The silence outside the door was almost worse than the shouting. No more thuds. No more voices. Nothing.

Not even footsteps.

I sat there for a while, waiting. Hoping for someone, Beckett, Garrett, even Asher, to knock, to open the door, to say something . But no one came.

And maybe that was fair.

I pulled myself out of the bed like I was peeling off another version of myself, one too tired to keep crying, too hollow to keep sitting still.

The blanket slipped off my shoulders, and I stood, legs aching with that post-adrenaline heaviness, as if I’d just run a marathon even though I hadn’t moved in hours.

Outside the window, snow still fell in soft spirals, the world dusted in quiet white.

I needed air.

I needed out.

I threw Garret’s coat over me, shoved my feet into boots I found by the door, and stepped outside without thinking too hard about where I was going.

The cold slapped me in the face. Sharp. Real.

The air was so quiet it buzzed, like the world itself was holding its breath.

I didn’t know where I was walking. Just that I needed to move. To get away from the screen, from the cabin, from the guilt and noise still ringing in my head.

The snow crunched underfoot as I moved down the path that led toward the trees, the same ones I’d admired on quieter days when the world hadn’t cracked open beneath me.

Back when I thought maybe I could stay here forever.

The chill cut through my clothes, but I didn’t care. I welcomed it.

I needed it.

Because out here, there was no trending topic, no screaming match behind closed doors, no Ava dripping venom into a camera.

There was only the hush of snow, the whisper of wind in the trees, and the sound of my own heartbeat trying to steady itself.

I remembered the first time I posted a video.

I’d been seventeen. Sitting on my bedroom floor with a cheap ring-light glow and dreams too big for my chest. I remembered refreshing the view count over and over, watching the numbers rise like they meant something.

Like I meant something.

That first rush of likes had felt like love, but it wasn’t.

It was approval. Temporary. Conditional. Addictive.

And I’d chased it for years.

I tripped over a root hidden under the snow and caught myself on a nearby tree, heart lurching. I stayed there, palm pressed to the bark, breath fogging the air.

Why did I ever want that life?

Why did I ever think it would be enough?

The truth settled like frost over my skin: I hadn’t just been running to something in LA. I’d been running from something, too.

From being small. From being invisible. From the kind of silence I was standing in now.

But maybe this kind of silence wasn’t a punishment.

Maybe it was the only place the noise couldn’t follow.

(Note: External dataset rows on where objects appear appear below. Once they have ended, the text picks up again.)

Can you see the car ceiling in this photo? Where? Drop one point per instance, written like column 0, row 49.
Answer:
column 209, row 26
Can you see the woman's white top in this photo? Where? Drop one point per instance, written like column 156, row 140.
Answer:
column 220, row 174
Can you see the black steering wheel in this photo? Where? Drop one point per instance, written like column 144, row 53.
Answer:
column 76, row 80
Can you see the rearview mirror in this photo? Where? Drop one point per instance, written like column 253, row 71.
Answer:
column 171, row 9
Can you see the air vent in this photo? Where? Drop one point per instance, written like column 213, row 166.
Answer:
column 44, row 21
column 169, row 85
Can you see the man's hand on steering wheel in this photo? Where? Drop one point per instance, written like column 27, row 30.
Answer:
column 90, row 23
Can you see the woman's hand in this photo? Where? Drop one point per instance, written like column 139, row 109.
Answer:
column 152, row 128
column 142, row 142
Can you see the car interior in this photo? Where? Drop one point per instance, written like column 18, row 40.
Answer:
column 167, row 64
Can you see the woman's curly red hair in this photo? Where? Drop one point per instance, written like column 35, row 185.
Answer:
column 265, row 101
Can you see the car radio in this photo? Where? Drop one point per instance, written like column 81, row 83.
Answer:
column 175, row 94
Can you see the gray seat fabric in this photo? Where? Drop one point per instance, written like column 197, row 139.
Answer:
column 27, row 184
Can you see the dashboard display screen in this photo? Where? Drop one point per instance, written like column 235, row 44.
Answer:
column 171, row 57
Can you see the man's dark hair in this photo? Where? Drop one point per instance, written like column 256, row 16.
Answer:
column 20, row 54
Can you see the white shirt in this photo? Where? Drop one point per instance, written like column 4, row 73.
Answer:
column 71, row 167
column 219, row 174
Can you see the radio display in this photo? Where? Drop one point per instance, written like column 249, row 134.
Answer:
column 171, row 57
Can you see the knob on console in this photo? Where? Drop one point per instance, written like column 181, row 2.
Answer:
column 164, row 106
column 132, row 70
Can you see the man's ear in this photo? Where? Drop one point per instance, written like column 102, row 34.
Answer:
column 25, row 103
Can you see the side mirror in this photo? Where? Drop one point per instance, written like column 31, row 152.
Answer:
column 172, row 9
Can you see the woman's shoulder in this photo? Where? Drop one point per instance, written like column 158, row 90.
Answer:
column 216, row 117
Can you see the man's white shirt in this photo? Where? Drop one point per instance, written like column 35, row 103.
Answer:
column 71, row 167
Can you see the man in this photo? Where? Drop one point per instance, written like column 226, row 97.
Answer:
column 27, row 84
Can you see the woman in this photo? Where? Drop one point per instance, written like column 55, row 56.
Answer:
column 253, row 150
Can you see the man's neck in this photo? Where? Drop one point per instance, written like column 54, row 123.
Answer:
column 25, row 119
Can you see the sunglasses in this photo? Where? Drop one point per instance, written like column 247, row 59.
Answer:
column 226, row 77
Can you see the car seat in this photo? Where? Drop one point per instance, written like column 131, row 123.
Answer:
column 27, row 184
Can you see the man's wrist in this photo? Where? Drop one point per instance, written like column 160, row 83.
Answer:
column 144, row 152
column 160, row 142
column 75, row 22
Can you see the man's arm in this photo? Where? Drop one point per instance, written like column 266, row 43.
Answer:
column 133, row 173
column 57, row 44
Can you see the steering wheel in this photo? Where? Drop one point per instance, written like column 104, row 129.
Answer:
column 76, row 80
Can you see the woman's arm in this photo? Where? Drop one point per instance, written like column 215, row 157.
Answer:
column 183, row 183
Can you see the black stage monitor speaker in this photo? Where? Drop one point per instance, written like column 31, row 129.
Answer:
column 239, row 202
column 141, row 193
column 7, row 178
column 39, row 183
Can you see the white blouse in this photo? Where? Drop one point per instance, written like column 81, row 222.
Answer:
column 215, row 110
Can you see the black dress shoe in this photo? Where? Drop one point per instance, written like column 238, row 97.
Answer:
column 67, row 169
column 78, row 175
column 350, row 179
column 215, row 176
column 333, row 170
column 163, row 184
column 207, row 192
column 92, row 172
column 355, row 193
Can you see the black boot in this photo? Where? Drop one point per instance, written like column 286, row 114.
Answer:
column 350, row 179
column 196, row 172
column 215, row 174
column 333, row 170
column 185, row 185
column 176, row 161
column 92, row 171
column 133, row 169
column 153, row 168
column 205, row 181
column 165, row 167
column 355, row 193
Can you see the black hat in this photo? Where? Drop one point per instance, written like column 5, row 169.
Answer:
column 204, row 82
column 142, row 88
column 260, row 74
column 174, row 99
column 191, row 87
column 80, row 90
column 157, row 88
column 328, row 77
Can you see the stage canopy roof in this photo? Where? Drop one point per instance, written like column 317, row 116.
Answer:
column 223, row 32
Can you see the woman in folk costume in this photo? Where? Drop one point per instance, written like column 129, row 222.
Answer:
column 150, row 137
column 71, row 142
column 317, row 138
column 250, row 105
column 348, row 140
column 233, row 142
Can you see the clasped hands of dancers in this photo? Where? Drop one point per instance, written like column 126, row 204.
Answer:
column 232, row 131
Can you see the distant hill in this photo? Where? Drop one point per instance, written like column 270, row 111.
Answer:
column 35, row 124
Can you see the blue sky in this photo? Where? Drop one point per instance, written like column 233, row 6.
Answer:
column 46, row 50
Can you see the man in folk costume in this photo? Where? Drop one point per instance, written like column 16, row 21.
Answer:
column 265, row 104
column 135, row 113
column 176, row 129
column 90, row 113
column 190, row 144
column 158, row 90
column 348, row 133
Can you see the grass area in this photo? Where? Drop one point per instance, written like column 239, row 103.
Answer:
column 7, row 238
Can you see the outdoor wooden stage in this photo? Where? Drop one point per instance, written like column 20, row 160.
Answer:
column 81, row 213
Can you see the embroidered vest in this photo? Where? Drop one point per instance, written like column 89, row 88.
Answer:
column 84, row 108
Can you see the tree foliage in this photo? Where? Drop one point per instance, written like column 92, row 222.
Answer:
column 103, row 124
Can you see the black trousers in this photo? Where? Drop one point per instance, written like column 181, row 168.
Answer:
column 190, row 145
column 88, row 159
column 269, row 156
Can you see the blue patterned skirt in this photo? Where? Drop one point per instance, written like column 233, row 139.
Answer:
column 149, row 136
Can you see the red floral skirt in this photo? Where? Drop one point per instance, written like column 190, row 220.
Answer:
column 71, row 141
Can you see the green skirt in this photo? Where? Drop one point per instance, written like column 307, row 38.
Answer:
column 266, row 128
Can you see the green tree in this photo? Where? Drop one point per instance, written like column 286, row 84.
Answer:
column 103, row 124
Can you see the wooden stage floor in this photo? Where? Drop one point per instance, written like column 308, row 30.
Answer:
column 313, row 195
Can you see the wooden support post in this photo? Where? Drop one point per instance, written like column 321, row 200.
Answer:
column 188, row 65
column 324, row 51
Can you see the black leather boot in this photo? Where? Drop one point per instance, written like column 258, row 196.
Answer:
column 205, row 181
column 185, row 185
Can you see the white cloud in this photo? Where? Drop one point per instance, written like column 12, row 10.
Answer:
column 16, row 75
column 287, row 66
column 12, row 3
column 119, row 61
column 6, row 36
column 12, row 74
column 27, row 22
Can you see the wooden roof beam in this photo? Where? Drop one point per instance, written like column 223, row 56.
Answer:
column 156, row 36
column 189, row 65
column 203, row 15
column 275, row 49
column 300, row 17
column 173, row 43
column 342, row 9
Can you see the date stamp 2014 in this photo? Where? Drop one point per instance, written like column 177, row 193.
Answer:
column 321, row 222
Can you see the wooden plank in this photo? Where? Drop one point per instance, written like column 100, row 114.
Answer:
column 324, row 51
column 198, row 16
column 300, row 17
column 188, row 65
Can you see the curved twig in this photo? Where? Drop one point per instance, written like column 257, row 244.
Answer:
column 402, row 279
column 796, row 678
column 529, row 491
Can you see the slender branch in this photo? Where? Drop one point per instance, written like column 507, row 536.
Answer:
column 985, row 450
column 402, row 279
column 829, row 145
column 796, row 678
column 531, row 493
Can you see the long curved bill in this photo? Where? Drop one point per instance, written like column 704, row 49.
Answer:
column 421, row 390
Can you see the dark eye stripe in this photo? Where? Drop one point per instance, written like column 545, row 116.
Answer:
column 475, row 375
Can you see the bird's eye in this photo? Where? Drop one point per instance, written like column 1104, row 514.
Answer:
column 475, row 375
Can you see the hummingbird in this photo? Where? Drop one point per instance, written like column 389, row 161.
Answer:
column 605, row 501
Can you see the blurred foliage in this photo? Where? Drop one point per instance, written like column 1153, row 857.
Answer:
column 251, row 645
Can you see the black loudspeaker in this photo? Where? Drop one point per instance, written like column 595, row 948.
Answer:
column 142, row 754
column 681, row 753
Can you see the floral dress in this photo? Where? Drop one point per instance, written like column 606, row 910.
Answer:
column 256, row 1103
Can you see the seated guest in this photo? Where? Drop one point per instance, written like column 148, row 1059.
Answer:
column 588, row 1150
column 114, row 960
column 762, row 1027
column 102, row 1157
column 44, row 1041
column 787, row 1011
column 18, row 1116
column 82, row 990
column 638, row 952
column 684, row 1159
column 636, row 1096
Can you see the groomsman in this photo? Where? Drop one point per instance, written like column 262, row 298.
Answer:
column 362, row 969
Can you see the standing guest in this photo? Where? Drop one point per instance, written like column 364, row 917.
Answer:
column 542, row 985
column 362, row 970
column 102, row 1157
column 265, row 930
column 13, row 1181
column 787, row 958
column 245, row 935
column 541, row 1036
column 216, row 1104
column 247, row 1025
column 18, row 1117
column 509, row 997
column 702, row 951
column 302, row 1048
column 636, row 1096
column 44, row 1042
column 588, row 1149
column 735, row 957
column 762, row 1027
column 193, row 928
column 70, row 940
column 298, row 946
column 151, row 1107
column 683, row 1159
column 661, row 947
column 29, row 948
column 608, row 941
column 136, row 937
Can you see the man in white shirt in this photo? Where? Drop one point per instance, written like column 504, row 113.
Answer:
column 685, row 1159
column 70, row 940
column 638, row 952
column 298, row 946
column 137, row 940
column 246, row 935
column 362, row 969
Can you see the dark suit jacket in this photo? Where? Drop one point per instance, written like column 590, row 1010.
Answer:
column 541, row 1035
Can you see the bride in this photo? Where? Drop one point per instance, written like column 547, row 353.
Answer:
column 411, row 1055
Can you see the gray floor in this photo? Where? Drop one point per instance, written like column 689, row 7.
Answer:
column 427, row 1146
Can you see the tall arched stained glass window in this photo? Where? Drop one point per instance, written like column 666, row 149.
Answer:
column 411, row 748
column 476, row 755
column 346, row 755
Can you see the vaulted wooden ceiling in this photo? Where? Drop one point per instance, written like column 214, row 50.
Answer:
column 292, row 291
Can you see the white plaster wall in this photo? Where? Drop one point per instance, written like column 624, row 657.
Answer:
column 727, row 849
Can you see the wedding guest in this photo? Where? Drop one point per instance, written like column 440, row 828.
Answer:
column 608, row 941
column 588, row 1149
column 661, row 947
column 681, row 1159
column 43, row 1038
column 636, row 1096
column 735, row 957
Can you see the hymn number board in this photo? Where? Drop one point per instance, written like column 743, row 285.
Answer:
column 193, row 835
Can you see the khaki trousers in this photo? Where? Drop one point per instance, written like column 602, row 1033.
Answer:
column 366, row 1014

I closed my eyes. Let the wind press cold kisses to my cheeks. Let the trees listen without judgment.

I didn’t know how to fix what I’d broken.

Didn’t know if Lucy would ever forgive me. Or if Beckett, Garrett, and Asher would still want anything to do with me after all this.

But I knew one thing.

I couldn’t go back.

Not to the internet. Not to the brand. Not to being what everyone else wanted me to be.

I had to figure out who I was when no one was watching.

Even if that person was standing alone in the snow.